Corps in the world’s fourth-biggest stock market are spending more on buybacks as nearly a decade of record-low interest rates looks poised to end. Just as they did after the global financial crisis in the US, the practice is giving a boost to Hong Kong’s equities, which are the cheapest among the world’s largest markets even after rallying every month of this year to a two-year high.
“Compared with the rest of the world, Hong Kong stocks’ valuation has risen, but is still quite cheap,” said Philip Li, a money manager at Value Partners Ltd who oversees two funds that seek stocks that pay back investors through buybacks or dividends. 
“Hong Kong companies are following what their global counterparts are doing and hoping to get a re-rating.” He added that the trend is likely to continue and that it will give the market an additional boost. 
Steven Sun, head of China equity strategy at HSBC, wrote in a note this month that strong inflows from the mainland and increasing appetite among foreign investors for Chinese assets, as well as the buybacks, will support the Hong Kong market.
The Hang Seng Index has advanced 6.1% in July, its biggest monthly gain since January. HSBC Holdings jumped as much as 3.2% to a 2 1/2-year high in Hong Kong on Monday after saying it will spend up to $2bn buying back stocks as profits beat estimates.
The buybacks started recovering last year as companies took advantage of reduced valuations and a narrowing window of low borrowing costs, which made it cheaper to fund the purchases and less attractive to hoard cash. 

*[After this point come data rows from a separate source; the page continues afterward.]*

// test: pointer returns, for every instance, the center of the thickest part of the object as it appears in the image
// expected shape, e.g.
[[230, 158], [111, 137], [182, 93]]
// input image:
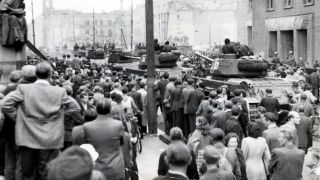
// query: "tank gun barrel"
[[204, 57]]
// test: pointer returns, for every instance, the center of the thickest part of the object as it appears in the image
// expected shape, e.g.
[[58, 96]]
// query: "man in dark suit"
[[178, 157], [240, 102], [220, 117], [161, 87], [195, 99], [273, 132], [286, 162], [137, 98], [175, 95], [233, 125], [270, 103], [189, 115], [304, 131], [205, 109], [130, 126], [315, 82]]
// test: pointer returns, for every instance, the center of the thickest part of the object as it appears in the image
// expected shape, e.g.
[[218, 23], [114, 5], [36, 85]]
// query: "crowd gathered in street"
[[73, 120]]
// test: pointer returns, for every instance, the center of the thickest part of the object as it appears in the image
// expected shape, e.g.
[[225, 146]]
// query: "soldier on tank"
[[228, 48]]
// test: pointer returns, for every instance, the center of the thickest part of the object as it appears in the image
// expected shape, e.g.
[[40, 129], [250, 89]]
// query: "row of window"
[[101, 22], [286, 3], [102, 32]]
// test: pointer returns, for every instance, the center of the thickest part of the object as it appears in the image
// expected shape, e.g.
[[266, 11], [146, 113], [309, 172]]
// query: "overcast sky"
[[80, 5]]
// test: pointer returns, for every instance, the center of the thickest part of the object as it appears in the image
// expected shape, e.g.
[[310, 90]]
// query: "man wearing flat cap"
[[178, 157], [212, 158], [190, 116]]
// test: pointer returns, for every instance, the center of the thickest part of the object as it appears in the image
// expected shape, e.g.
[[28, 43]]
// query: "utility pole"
[[131, 25], [151, 101], [33, 30], [210, 37], [94, 29], [74, 36]]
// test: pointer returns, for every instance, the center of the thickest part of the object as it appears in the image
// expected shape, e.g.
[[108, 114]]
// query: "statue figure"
[[13, 25]]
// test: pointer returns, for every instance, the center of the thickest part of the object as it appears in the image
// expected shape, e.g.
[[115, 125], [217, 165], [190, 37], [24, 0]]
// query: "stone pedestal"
[[11, 59]]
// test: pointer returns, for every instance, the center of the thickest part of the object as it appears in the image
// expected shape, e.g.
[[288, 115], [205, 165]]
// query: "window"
[[287, 3], [270, 5], [308, 2], [110, 33]]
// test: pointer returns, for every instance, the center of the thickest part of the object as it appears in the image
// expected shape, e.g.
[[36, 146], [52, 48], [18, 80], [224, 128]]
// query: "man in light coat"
[[38, 110]]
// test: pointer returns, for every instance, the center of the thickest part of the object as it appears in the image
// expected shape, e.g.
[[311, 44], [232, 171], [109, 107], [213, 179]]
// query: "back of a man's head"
[[236, 110], [178, 154], [211, 155], [43, 70], [15, 76], [74, 163]]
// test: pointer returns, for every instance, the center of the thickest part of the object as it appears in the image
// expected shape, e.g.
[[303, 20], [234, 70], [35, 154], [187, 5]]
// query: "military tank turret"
[[162, 60], [249, 74], [229, 66]]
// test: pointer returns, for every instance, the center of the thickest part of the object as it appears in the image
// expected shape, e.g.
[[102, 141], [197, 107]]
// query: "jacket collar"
[[177, 173], [41, 81]]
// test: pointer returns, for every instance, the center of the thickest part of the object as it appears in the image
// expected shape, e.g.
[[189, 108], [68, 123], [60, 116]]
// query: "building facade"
[[197, 22], [287, 25], [57, 28]]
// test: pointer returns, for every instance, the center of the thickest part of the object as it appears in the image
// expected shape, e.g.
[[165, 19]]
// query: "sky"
[[80, 5]]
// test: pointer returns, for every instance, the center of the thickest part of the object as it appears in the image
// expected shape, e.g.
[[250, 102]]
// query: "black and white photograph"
[[159, 90]]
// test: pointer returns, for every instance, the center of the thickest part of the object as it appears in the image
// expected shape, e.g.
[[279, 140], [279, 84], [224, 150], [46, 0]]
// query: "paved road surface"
[[148, 159]]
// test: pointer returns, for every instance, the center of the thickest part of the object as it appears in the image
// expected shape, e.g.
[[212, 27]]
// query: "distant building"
[[193, 22], [56, 28], [287, 25]]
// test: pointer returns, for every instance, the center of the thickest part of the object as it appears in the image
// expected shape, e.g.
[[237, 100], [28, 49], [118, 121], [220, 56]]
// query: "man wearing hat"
[[270, 103], [189, 121], [38, 110], [26, 76], [292, 62], [212, 158], [233, 124], [271, 134], [161, 87], [315, 82]]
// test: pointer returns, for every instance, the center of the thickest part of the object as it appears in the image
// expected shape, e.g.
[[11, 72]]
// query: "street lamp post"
[[151, 101], [33, 30]]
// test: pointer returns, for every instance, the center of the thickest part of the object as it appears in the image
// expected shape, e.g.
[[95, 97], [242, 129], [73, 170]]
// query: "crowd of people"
[[95, 114]]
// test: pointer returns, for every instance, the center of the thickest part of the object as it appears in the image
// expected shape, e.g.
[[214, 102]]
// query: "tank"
[[162, 60], [228, 66], [250, 75], [119, 56], [96, 54]]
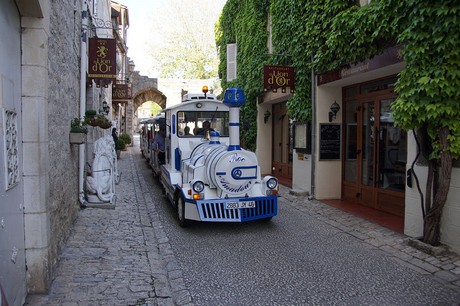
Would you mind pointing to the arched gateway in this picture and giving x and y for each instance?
(143, 89)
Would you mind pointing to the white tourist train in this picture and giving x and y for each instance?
(206, 175)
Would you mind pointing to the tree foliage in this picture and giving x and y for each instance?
(328, 34)
(184, 44)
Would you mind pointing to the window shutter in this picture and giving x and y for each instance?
(231, 62)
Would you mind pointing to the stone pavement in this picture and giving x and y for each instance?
(122, 256)
(118, 256)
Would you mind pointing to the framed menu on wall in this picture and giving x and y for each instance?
(329, 141)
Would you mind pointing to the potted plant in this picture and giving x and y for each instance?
(90, 117)
(103, 122)
(120, 145)
(78, 131)
(126, 138)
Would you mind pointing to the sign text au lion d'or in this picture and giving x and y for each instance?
(102, 59)
(276, 77)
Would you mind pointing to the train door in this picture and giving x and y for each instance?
(375, 153)
(12, 247)
(282, 149)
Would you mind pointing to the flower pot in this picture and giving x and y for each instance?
(77, 138)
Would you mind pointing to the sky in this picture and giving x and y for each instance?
(148, 21)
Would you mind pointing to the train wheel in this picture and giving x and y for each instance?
(181, 211)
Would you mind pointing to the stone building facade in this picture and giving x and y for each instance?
(40, 93)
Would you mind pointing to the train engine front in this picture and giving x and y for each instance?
(221, 182)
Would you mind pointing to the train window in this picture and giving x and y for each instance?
(193, 124)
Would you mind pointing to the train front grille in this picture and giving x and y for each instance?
(215, 210)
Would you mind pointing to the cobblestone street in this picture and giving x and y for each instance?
(121, 255)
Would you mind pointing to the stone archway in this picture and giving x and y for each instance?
(144, 89)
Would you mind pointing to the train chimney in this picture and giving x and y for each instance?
(234, 98)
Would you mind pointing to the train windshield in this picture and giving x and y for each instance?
(195, 124)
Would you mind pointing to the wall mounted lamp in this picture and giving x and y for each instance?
(267, 115)
(334, 110)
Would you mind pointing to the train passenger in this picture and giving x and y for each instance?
(159, 145)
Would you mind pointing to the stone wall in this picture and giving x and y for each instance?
(52, 101)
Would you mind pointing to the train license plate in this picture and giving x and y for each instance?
(242, 204)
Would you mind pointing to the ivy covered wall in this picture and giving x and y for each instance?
(326, 34)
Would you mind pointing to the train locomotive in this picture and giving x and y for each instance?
(206, 175)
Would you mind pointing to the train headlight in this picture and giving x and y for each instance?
(198, 186)
(272, 183)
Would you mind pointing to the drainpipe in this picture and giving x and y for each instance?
(83, 64)
(313, 132)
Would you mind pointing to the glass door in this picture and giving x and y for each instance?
(392, 150)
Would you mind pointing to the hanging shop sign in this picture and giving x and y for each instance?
(102, 60)
(279, 77)
(121, 92)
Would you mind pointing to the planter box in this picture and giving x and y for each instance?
(77, 138)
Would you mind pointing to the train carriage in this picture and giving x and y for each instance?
(207, 176)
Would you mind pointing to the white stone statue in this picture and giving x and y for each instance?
(104, 174)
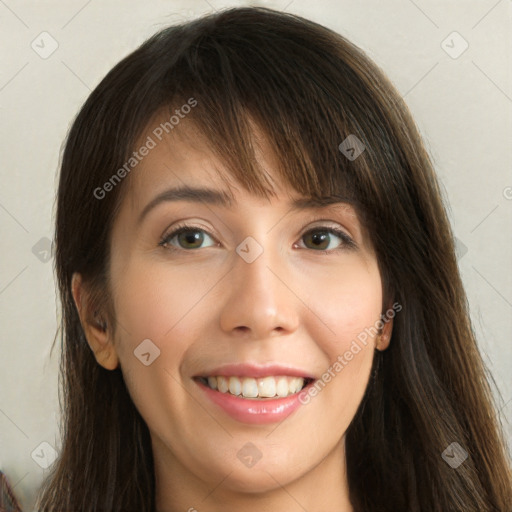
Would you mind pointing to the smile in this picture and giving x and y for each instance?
(256, 388)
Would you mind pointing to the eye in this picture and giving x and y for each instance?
(321, 234)
(185, 234)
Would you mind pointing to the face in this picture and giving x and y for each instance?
(257, 293)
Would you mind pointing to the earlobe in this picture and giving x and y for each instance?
(94, 327)
(384, 338)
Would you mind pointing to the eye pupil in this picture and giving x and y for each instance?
(319, 237)
(187, 237)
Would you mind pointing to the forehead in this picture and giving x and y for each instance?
(180, 165)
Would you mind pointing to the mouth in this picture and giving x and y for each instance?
(256, 388)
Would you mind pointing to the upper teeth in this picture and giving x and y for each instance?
(265, 387)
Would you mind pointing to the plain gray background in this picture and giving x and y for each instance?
(461, 99)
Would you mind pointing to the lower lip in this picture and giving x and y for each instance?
(251, 410)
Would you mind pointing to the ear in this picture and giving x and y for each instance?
(95, 328)
(384, 338)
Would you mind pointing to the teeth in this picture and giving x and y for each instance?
(249, 387)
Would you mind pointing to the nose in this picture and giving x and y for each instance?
(260, 300)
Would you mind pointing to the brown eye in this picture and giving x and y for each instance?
(321, 237)
(185, 235)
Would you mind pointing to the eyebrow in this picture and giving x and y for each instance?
(222, 198)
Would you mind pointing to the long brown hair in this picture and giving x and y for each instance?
(307, 88)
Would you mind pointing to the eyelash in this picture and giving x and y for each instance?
(347, 242)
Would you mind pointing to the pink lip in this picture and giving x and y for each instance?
(254, 370)
(251, 410)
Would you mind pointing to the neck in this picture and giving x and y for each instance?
(316, 489)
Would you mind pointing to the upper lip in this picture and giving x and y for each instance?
(256, 370)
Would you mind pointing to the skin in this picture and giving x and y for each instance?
(206, 306)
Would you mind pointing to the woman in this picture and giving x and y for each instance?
(314, 350)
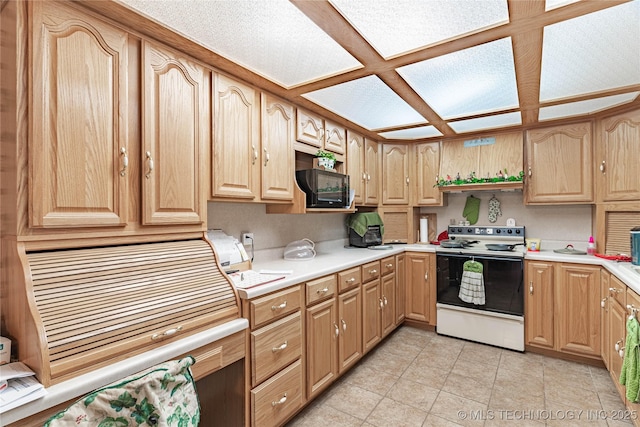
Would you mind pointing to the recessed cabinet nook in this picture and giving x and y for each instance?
(117, 132)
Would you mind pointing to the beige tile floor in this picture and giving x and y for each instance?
(418, 378)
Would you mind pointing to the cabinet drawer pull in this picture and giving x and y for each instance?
(150, 161)
(278, 307)
(280, 347)
(125, 161)
(166, 333)
(281, 401)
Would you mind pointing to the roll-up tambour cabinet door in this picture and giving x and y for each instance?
(99, 305)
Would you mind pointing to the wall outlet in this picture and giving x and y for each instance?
(247, 239)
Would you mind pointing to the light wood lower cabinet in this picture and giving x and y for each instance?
(276, 380)
(562, 307)
(420, 287)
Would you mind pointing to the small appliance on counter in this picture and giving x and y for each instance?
(324, 189)
(365, 229)
(635, 246)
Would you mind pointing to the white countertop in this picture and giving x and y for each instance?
(332, 259)
(84, 384)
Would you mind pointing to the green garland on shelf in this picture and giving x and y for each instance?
(473, 179)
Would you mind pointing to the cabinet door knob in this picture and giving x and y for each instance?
(150, 161)
(125, 161)
(280, 347)
(281, 401)
(279, 307)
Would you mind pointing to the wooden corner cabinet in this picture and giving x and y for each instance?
(559, 165)
(562, 307)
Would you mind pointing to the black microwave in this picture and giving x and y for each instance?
(324, 189)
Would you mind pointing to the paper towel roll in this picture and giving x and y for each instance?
(424, 230)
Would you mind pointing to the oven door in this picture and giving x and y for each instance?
(503, 279)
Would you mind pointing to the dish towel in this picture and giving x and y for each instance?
(472, 283)
(471, 209)
(360, 221)
(630, 374)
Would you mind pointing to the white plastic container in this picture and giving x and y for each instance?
(5, 350)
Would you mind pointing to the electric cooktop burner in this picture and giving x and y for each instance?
(501, 240)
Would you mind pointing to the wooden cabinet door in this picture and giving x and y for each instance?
(335, 137)
(388, 289)
(236, 145)
(78, 147)
(322, 345)
(605, 307)
(427, 168)
(418, 286)
(538, 304)
(401, 275)
(350, 324)
(371, 313)
(577, 309)
(176, 128)
(559, 165)
(355, 165)
(309, 128)
(620, 158)
(278, 130)
(372, 161)
(395, 174)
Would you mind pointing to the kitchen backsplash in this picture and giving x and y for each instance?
(555, 225)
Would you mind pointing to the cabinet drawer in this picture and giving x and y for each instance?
(349, 279)
(218, 354)
(618, 291)
(275, 346)
(388, 265)
(320, 289)
(370, 271)
(277, 399)
(274, 306)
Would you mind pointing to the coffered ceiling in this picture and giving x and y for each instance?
(424, 69)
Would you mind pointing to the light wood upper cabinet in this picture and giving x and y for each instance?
(373, 166)
(78, 147)
(619, 157)
(396, 180)
(176, 128)
(559, 165)
(427, 163)
(355, 165)
(309, 128)
(236, 146)
(335, 137)
(539, 312)
(278, 132)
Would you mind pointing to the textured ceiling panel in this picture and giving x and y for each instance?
(591, 53)
(472, 81)
(490, 122)
(585, 107)
(413, 133)
(367, 102)
(398, 26)
(269, 37)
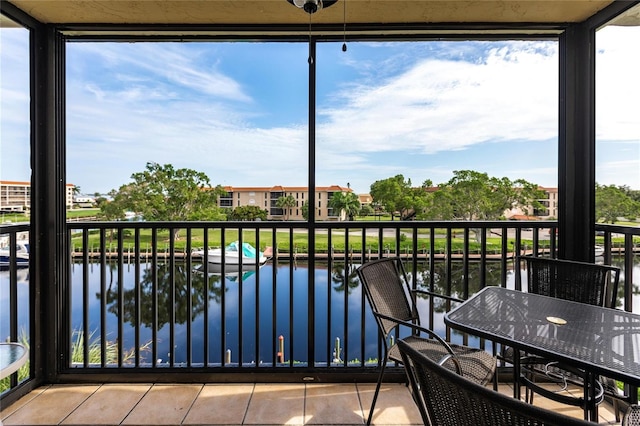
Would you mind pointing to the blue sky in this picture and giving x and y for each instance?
(238, 111)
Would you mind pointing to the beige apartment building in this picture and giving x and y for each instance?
(15, 196)
(266, 198)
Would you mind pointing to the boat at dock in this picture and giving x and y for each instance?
(22, 255)
(234, 254)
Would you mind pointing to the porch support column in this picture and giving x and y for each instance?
(48, 209)
(576, 155)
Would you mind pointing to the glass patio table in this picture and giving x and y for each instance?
(599, 340)
(12, 357)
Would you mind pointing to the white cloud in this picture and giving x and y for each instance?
(439, 105)
(433, 102)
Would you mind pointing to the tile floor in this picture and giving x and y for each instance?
(227, 404)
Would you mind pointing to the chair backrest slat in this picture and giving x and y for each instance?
(450, 399)
(386, 288)
(582, 282)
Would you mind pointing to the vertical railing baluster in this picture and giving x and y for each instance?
(330, 262)
(138, 296)
(291, 299)
(103, 300)
(154, 296)
(188, 291)
(85, 297)
(121, 315)
(345, 277)
(205, 324)
(172, 296)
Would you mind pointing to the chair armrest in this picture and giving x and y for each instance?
(434, 294)
(415, 327)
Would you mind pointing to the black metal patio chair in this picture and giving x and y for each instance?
(391, 299)
(582, 282)
(632, 416)
(446, 398)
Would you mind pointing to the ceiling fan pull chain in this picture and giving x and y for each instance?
(310, 56)
(344, 28)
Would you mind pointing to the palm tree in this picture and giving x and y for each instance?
(285, 203)
(347, 201)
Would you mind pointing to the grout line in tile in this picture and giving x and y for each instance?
(192, 404)
(80, 404)
(136, 404)
(246, 410)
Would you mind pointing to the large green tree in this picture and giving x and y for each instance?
(345, 201)
(164, 193)
(285, 203)
(472, 195)
(397, 195)
(613, 202)
(248, 213)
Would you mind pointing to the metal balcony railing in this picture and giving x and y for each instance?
(140, 301)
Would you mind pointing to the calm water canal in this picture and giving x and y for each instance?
(227, 306)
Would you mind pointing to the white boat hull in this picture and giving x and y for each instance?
(233, 255)
(231, 258)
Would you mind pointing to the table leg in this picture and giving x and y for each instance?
(516, 373)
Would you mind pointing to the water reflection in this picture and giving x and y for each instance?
(205, 312)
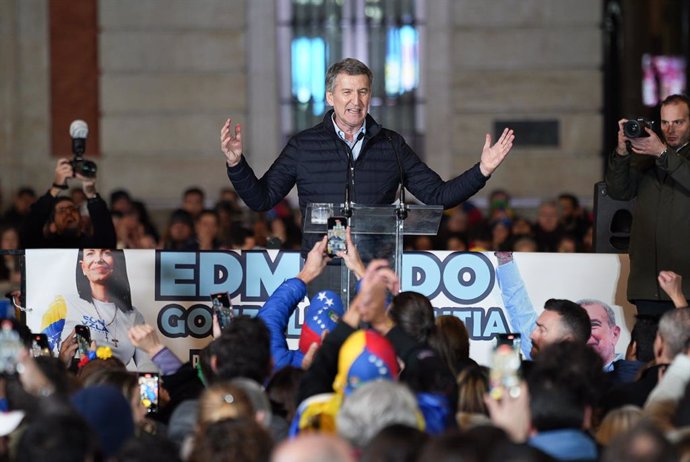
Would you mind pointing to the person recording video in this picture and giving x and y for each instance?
(54, 221)
(655, 171)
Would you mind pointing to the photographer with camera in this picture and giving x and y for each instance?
(55, 222)
(657, 173)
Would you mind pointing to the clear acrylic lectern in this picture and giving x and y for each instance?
(377, 231)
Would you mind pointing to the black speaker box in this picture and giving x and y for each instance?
(612, 222)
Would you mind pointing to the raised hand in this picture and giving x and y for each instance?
(672, 284)
(231, 142)
(315, 263)
(144, 337)
(492, 156)
(351, 258)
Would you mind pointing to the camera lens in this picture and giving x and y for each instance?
(632, 129)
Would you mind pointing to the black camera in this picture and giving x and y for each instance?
(84, 167)
(635, 128)
(78, 130)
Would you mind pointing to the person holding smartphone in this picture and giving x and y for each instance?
(103, 304)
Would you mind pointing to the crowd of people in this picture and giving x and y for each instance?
(202, 223)
(382, 381)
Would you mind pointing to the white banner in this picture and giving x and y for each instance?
(171, 289)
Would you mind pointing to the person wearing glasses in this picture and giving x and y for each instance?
(54, 221)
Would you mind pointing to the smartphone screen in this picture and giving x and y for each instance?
(504, 376)
(10, 346)
(39, 345)
(511, 339)
(149, 384)
(83, 337)
(222, 308)
(337, 228)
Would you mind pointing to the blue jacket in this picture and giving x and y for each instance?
(276, 314)
(316, 160)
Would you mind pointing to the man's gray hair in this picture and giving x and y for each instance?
(374, 406)
(349, 66)
(674, 330)
(609, 311)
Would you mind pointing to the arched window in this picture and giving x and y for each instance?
(385, 34)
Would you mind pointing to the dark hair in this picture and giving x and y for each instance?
(451, 446)
(473, 384)
(54, 370)
(573, 317)
(574, 201)
(676, 99)
(148, 447)
(643, 334)
(349, 66)
(211, 212)
(414, 314)
(395, 443)
(244, 350)
(117, 284)
(564, 380)
(452, 341)
(282, 391)
(59, 436)
(26, 191)
(118, 194)
(232, 440)
(125, 381)
(644, 442)
(58, 200)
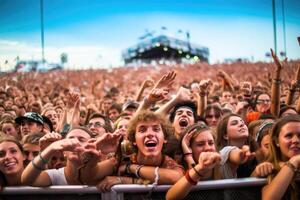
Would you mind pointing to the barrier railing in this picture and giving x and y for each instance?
(246, 188)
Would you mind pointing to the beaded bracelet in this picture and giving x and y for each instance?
(35, 166)
(127, 169)
(189, 179)
(137, 171)
(187, 154)
(193, 165)
(276, 81)
(292, 167)
(45, 161)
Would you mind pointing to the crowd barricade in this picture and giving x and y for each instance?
(243, 188)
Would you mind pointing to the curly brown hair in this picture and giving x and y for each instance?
(148, 116)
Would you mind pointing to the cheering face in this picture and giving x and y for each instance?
(53, 116)
(289, 140)
(183, 118)
(203, 142)
(149, 138)
(9, 129)
(11, 158)
(263, 103)
(96, 126)
(236, 128)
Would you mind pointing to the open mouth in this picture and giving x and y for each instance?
(9, 164)
(151, 144)
(183, 122)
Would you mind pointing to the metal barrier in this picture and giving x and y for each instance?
(246, 188)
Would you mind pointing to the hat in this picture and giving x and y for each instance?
(130, 104)
(32, 116)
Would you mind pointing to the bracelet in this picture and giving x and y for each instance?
(292, 167)
(189, 179)
(127, 169)
(276, 81)
(187, 154)
(45, 161)
(35, 166)
(120, 180)
(193, 165)
(137, 171)
(156, 177)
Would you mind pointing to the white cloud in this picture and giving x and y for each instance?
(93, 56)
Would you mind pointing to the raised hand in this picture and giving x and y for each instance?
(91, 156)
(73, 98)
(108, 182)
(183, 94)
(166, 81)
(148, 83)
(47, 139)
(264, 169)
(186, 140)
(208, 160)
(246, 154)
(107, 143)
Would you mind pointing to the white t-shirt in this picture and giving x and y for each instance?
(57, 176)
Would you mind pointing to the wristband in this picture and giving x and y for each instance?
(44, 161)
(35, 166)
(189, 179)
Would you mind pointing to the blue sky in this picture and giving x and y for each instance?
(94, 32)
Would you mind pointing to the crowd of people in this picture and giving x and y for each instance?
(162, 125)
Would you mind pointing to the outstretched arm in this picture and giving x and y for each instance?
(275, 88)
(146, 84)
(183, 94)
(159, 91)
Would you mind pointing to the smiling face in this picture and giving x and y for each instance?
(9, 129)
(149, 138)
(203, 142)
(53, 116)
(183, 118)
(11, 158)
(263, 103)
(236, 129)
(212, 118)
(83, 137)
(289, 140)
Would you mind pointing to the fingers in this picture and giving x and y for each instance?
(264, 169)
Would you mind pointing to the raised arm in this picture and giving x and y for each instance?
(294, 85)
(34, 174)
(182, 95)
(275, 88)
(159, 91)
(146, 84)
(278, 186)
(204, 84)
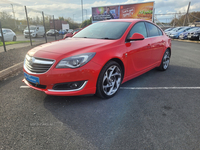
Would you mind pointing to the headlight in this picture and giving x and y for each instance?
(75, 61)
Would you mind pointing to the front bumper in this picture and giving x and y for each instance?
(88, 73)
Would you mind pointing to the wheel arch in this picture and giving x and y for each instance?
(169, 50)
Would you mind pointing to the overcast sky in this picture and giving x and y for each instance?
(72, 8)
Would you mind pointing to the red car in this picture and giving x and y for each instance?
(98, 59)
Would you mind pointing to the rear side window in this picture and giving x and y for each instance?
(138, 28)
(152, 30)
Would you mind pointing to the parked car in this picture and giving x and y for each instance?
(62, 32)
(168, 33)
(35, 31)
(8, 35)
(175, 34)
(169, 29)
(72, 33)
(98, 59)
(52, 32)
(194, 35)
(184, 35)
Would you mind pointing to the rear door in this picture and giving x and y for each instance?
(139, 52)
(157, 42)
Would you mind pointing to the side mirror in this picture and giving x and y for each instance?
(136, 37)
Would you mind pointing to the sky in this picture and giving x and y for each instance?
(72, 8)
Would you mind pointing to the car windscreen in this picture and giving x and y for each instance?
(103, 30)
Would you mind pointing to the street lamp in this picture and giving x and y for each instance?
(82, 9)
(13, 14)
(73, 17)
(86, 14)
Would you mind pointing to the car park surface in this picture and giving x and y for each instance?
(138, 117)
(98, 57)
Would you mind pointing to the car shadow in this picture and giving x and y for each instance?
(94, 118)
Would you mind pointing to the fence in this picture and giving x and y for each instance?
(29, 26)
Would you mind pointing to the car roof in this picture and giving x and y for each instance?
(124, 20)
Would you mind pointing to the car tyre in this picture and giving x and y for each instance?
(109, 80)
(165, 61)
(14, 38)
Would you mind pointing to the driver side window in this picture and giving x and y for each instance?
(138, 28)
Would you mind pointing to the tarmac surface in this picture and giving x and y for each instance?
(158, 110)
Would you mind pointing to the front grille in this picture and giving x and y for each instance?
(37, 85)
(37, 65)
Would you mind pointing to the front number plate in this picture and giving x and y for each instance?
(32, 79)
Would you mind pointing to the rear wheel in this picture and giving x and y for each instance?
(109, 80)
(165, 61)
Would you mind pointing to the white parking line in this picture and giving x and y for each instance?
(24, 87)
(160, 88)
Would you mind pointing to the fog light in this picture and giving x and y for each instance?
(69, 85)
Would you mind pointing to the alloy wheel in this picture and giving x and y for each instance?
(111, 80)
(166, 59)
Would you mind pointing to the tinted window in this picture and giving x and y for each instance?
(153, 30)
(138, 28)
(103, 30)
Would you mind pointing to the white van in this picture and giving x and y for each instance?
(35, 31)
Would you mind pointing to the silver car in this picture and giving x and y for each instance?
(8, 35)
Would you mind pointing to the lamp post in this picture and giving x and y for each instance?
(86, 13)
(73, 17)
(13, 14)
(82, 9)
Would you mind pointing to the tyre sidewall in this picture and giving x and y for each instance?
(161, 65)
(99, 90)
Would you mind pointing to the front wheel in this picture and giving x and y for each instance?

While ample liquidity has capped local interest rates so far, they are likely to rise soon as Hong Kong’s currency peg to the US dollar compels the city to follow the Federal Reserve in raising borrowing costs.
Even during the Hang Seng Index’s 24% rally this year, just three juggernauts have accounted for half of its gains.
This may have encouraged some laggards to buy back shares, said Tony Chu, a Hong Kong-based fund manager at Victory Capital Management.
In the US, share repurchases jumped along with share prices from 2009 before peaking in 2015, when benchmark borrowing costs began to rise. Buybacks by S&P 500 stocks reached $548bn in 2016, lifting the market to new highs but also fuelling criticism that companies were artificially inflating share prices instead of investing in their businesses. Nevertheless, equities have extended their record highs.
Hong Kong’s property sector, which accounted for almost 60% of buybacks this year, is an illustration of how the practice can be both a short-term boon for shareholders, and a signal that the industry’s long-term prospects may not be so bright. 
With their Chinese counterparts bidding aggressively for the city’s land, many local developers have stayed on the sidelines, using their cash to focus on purchasing their own shares instead, said David Ng, an analyst at Macquarie Group in Hong Kong. “Prices are not that affordable these days,” he said. “They cannot find easy investment channels, so they’d rather use that money to buy back their own shares.”
Cheung Kong Property Holdings alone lavished an estimated HK$7bn on repurchases this year through yesterday, the most among all Hong Kong stocks. 
The shares gained 32% during the period, outperforming both the Hang Seng Index and a measure of local property stocks. 
The values of the buybacks are estimated based on closing prices.
Still, Value Partners’ Li says it’s too early to worry about whether increasing buybacks indicate a lack of investment opportunities. The Hang Seng Index is trading at 12.4 times 12- month forward earnings, just slightly above its 10-year average, and forecasts for earnings per share over the coming year have risen to a two-year high.
“Buybacks are still at a preliminary stage, so I’m not too concerned,” said Li. “If you only rely on buybacks but earnings are bad, I’d be concerned, but that’s not the case now.”